И забудьте на время про плен…
И забудьте на время про боль.
Добрый вечер, мой пленник и гость… — последние слова были предназначены нам обоим и мы это поняли бес слов.
— Можете войти. — обратился я к стоявшим за дверью.
Алекс тут же испепелил меня взглядом и схватив блузку с коротким рукавом начал поспешно одевать её. Я злорадно ухмыльнулся, мой взгляд говорил — «Это твоя карма, Оборотень», Алекс ответил мне взглядом — «Ты будешь умирать долго и мучительно, Демон», а Николай поставив кружку на стол, метнулся к Айзеку и успел закрыть его своей спиной до того как Йосано-сан и Дазай успели войти.

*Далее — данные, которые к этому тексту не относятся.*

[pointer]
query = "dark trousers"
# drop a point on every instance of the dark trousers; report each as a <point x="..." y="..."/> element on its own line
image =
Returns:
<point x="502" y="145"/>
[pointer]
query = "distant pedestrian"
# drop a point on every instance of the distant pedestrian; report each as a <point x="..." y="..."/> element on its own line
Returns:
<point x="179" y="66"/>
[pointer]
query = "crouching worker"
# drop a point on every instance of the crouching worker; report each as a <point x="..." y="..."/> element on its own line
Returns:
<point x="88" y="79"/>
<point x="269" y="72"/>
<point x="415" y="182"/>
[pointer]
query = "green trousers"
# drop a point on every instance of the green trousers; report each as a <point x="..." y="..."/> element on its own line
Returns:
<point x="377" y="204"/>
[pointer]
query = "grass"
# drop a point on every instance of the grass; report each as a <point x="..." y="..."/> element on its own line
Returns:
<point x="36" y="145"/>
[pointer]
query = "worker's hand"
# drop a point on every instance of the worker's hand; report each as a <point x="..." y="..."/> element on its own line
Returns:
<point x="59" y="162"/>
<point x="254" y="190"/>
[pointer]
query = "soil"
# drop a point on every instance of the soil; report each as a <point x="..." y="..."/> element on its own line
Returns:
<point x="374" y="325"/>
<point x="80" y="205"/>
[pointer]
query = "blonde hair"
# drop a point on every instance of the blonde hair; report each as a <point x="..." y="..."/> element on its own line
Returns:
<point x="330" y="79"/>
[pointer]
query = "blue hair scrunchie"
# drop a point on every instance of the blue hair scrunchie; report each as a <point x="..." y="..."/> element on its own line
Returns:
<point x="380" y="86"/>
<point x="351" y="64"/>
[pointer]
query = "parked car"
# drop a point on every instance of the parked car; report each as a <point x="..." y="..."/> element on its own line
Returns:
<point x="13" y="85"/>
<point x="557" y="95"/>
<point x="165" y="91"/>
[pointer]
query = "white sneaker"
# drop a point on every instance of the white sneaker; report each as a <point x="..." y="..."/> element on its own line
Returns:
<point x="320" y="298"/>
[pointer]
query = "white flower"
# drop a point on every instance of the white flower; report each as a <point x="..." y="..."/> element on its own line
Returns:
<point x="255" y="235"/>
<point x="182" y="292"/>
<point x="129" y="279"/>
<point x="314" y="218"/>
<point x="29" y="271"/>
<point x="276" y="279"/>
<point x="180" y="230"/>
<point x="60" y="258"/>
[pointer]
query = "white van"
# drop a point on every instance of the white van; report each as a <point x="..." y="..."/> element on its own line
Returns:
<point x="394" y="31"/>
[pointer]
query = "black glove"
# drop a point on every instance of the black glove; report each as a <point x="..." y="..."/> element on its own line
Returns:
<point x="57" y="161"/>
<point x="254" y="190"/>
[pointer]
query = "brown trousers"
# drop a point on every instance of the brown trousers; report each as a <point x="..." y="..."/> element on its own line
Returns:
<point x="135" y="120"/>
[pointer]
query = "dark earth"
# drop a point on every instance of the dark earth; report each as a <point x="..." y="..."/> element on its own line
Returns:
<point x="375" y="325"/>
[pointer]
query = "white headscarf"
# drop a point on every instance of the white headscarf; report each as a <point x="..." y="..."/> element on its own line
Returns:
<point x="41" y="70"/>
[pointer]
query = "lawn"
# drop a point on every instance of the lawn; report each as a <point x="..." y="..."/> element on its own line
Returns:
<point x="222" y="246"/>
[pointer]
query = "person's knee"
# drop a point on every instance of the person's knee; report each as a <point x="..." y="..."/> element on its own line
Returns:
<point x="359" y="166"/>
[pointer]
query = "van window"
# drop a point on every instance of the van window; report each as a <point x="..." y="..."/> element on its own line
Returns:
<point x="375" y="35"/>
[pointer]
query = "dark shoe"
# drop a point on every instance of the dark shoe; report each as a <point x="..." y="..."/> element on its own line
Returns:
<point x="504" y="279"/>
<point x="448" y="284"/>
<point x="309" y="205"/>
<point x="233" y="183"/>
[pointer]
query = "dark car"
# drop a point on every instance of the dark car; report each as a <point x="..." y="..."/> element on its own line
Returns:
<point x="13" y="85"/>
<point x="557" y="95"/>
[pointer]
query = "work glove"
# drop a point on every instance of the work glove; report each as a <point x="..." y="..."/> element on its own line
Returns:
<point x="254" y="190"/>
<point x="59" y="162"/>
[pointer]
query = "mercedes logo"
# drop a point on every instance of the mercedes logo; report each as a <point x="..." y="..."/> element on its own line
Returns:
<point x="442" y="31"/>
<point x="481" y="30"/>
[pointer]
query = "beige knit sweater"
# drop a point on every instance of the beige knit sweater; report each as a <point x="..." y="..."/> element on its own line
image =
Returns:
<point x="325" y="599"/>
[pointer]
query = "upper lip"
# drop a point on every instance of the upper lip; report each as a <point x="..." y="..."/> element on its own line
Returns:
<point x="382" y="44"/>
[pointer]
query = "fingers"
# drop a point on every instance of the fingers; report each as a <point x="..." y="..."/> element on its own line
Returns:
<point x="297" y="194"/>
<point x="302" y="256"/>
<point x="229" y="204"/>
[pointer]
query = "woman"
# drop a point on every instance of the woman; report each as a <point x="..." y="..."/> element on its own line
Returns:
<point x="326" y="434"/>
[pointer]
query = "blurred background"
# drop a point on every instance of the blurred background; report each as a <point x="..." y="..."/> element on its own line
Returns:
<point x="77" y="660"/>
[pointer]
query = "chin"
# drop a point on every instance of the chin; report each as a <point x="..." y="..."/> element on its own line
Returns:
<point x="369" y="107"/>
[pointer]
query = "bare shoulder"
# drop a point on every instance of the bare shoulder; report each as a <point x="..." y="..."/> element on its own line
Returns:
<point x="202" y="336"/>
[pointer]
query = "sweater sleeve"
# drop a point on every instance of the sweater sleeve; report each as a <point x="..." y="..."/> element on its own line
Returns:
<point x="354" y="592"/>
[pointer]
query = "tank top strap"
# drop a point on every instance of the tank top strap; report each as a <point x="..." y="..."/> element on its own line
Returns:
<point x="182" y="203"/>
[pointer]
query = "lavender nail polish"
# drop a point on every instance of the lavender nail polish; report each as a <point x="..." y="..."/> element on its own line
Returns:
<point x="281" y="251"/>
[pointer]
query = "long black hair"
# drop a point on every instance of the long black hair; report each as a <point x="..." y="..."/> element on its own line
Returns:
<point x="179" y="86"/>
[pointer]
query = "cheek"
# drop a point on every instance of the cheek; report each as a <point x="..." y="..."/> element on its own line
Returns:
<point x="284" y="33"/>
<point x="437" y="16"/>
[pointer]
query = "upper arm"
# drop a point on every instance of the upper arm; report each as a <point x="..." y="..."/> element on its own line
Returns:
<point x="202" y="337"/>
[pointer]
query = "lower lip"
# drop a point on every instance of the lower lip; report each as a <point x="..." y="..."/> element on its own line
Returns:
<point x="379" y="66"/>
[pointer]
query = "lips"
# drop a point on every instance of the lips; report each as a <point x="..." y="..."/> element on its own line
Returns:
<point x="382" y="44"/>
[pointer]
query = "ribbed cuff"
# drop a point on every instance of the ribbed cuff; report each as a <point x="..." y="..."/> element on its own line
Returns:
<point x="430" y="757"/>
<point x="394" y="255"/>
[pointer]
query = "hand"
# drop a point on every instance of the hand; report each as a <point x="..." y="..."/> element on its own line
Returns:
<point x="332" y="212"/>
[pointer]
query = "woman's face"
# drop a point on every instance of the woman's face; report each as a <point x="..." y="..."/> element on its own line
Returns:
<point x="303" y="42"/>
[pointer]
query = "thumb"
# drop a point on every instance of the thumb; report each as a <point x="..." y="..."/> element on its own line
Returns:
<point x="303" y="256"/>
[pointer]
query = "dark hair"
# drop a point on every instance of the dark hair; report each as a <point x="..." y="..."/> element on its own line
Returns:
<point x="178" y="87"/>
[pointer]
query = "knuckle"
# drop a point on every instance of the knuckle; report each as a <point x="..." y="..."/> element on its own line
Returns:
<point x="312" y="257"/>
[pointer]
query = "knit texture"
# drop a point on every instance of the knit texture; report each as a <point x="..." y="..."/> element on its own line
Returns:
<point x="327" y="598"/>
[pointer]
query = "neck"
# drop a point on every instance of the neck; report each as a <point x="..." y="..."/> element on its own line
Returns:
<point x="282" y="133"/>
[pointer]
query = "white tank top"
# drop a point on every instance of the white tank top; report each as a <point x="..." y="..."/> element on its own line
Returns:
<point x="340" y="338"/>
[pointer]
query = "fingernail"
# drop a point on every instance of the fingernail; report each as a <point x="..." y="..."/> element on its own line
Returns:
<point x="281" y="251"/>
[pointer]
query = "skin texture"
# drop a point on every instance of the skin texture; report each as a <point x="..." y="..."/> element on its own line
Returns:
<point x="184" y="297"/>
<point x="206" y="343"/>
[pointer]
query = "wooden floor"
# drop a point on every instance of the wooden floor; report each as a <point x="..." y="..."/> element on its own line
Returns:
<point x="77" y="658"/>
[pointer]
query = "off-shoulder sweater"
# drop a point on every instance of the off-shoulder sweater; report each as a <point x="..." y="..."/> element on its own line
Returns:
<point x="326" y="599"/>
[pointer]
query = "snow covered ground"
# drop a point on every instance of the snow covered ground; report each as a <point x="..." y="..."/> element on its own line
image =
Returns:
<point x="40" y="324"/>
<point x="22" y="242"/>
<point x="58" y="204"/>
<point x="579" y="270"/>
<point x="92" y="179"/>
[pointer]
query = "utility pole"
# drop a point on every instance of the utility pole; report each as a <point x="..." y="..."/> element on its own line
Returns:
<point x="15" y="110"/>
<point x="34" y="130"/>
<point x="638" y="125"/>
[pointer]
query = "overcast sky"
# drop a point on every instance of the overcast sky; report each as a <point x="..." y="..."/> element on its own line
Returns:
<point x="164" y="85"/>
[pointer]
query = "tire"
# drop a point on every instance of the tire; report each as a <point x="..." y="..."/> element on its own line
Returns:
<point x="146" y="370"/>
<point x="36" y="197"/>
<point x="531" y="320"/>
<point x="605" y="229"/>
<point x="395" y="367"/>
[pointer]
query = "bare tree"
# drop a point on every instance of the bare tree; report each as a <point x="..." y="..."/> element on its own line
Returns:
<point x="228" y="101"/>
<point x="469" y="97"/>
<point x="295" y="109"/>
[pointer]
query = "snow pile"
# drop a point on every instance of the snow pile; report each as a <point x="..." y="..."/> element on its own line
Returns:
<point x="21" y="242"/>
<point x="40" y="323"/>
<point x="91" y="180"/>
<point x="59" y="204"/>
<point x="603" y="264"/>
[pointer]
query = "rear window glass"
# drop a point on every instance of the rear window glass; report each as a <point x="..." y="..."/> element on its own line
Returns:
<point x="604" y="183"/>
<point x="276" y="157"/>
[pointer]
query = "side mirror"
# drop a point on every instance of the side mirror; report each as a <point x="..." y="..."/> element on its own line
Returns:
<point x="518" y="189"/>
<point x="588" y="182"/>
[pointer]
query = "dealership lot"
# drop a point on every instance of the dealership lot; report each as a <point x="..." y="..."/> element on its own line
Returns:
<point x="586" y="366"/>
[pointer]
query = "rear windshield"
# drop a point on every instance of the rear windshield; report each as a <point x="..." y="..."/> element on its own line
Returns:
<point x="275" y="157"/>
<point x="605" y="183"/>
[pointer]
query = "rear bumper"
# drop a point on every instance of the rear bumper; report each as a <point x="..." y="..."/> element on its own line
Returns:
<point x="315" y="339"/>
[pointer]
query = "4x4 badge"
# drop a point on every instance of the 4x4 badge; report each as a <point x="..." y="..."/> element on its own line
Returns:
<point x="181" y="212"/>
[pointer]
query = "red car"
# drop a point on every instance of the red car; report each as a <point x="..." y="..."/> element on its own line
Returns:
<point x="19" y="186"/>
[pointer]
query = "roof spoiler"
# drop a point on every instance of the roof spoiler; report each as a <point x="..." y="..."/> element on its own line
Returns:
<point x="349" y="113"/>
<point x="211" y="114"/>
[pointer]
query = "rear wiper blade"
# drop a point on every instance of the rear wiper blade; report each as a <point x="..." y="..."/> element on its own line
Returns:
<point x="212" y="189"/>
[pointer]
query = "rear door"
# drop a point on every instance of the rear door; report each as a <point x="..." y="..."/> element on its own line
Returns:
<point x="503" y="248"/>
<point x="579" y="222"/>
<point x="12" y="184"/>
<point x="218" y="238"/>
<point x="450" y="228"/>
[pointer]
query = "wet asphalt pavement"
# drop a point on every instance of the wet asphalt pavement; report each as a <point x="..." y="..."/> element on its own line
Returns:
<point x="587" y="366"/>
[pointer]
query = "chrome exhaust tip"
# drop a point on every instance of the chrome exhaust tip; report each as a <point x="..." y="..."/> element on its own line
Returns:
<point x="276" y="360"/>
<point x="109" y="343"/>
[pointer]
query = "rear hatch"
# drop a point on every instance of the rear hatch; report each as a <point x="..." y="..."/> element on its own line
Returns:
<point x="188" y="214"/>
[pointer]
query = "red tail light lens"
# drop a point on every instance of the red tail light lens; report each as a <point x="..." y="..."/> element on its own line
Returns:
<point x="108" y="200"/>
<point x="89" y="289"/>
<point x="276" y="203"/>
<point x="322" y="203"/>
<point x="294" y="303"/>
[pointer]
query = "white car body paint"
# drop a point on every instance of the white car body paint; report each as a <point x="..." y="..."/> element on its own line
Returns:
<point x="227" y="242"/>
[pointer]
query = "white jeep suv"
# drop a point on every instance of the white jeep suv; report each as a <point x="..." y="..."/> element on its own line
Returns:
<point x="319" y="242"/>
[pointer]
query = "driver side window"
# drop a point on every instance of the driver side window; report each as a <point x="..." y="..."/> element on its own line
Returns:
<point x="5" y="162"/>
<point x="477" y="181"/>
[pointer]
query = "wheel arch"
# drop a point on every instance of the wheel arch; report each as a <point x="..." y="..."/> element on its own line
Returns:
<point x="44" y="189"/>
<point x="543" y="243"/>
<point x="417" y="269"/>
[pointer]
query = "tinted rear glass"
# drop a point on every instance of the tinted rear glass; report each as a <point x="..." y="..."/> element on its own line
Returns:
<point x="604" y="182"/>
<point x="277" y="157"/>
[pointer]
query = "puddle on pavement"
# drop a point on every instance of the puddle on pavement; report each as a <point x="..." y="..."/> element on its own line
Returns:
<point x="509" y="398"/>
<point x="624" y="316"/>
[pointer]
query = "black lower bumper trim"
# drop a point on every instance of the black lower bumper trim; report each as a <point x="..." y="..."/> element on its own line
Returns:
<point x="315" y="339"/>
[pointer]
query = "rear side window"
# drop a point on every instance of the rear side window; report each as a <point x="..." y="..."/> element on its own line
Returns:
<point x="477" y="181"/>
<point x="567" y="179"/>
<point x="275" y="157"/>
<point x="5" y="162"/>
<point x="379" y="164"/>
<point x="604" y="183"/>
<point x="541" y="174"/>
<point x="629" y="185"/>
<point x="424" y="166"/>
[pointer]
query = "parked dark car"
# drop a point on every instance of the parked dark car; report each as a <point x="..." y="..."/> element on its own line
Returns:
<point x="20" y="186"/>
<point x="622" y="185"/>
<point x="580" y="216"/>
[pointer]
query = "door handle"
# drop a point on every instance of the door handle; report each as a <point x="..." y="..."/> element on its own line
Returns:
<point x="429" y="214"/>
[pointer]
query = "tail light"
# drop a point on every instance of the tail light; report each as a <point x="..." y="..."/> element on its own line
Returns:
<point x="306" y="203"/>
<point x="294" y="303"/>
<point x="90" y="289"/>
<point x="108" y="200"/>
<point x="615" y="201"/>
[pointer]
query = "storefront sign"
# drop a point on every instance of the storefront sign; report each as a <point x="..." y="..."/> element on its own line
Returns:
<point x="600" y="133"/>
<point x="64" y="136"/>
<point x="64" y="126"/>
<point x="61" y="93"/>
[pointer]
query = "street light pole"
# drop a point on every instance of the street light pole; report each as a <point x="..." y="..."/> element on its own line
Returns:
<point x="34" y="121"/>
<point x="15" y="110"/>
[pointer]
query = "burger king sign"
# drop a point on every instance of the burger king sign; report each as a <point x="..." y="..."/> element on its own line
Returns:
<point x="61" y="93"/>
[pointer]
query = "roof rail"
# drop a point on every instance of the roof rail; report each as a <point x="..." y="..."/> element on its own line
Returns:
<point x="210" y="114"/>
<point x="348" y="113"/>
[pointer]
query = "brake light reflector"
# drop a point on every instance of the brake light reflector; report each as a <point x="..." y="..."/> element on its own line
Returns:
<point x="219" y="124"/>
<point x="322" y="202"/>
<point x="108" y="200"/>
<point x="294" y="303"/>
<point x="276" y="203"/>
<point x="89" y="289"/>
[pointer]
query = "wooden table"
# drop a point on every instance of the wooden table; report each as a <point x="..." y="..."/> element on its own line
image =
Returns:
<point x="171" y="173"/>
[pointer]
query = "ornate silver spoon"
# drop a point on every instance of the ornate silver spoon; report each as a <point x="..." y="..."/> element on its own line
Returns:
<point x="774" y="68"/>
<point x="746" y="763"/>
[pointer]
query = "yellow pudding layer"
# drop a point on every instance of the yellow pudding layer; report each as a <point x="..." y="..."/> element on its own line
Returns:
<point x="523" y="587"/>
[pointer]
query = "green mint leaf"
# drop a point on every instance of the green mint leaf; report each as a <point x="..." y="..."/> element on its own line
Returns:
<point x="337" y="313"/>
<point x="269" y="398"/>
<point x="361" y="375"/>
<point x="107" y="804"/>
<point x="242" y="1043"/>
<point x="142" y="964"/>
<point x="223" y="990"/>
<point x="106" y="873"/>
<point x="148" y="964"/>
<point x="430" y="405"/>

— Спасибо. — прошептала Катя на русском, обращаясь к Гоголю.
Я подвинулся к изголовью своей кровати, а следовательно к окну и тумбочке, на которую я поставил свою чашку. С моего ракурса было видно как одев блузку, Катя на мгновенье задумалась, а потом схватила первое что попалось под руку, а это был короткий пиджак с длинными рукавами, застёгивающийся на четыре крупных металлических пуговицы.
— Спасибо. — произнёс Алекс, имея в виду то, что Николай свободен и может садиться.
Гоголь сел слева от меня, а Дазай устроился рядом с ним. Йосано-сан неуверенно присела на стул.
— Алекс? — позвала она, будто думая, что он успел сменить имя после их первого разговора.
— … — он промолчал, впрочем как всегда.
Вместо ответа он распустил свои волосы и, причесавшись, вновь завязал их в хвост.
— Эм… Алекс, я хотела бы… — он не дал ей закончить, сорвавшись на невинной Акико.
— Хотеть, вы будете в своём доме! — резко припечатал он на русском. И было в его голосе столько ярости, что даже меня это заставило устрашиться.
— Простите, сорвался. Спрашивайте. — тут же перейдя на японский и, успокоившись, извинился он.
— Скажи, Алекс, как ты себя чувствуешь? — сразу же, собравшись и успокоившись, спросила она.
— Нормально. — односложно ответил он.
Йосано-сан быстро открыла свой блокнот и, стала в него что-то писать, продолжая спрашивать Алекса. Мы затаили дыхание.
— Что нибудь болит? Тебе хочется что-то сделать?
— … — он молча помотал головой в знак отрицания и, словно ребёнок, капризно произнёс:
— Есть хочу!
— А что ты можешь сказать о своём моральном состоянии? — продолжала Акико.
— Скучно. Обычно. Проблемы, решение которых откладываю на потом.
— А какие это проблемы?
— … Ва-ха-ха-ха-ха!!! Воровство! Ложь! Убийство! … — вдруг он замолчал и будто бы прислушался, а потом вскочил и пулей вылетел из комнаты, как только дверь открылась, напоследок бросив: — Ужин!
— Что за чёрт? А ну, стой! Алекс! Проклятье! — эти слова принадлежали Огаю, который придя к нам, не постучавшись, открыл дверь.
Войдя он произнёс: — Акико, мне нужно с вами поговорить и это не обсуждается. Гоголь, Достоевский, Дазай, живо на ужин!
Мы поспешили за Алексом, а потом всё время, сидя за ужином, долго смеялись.
Этот день был необходимой разрядкой накопившегося, за прошедшие два дня, напряжения.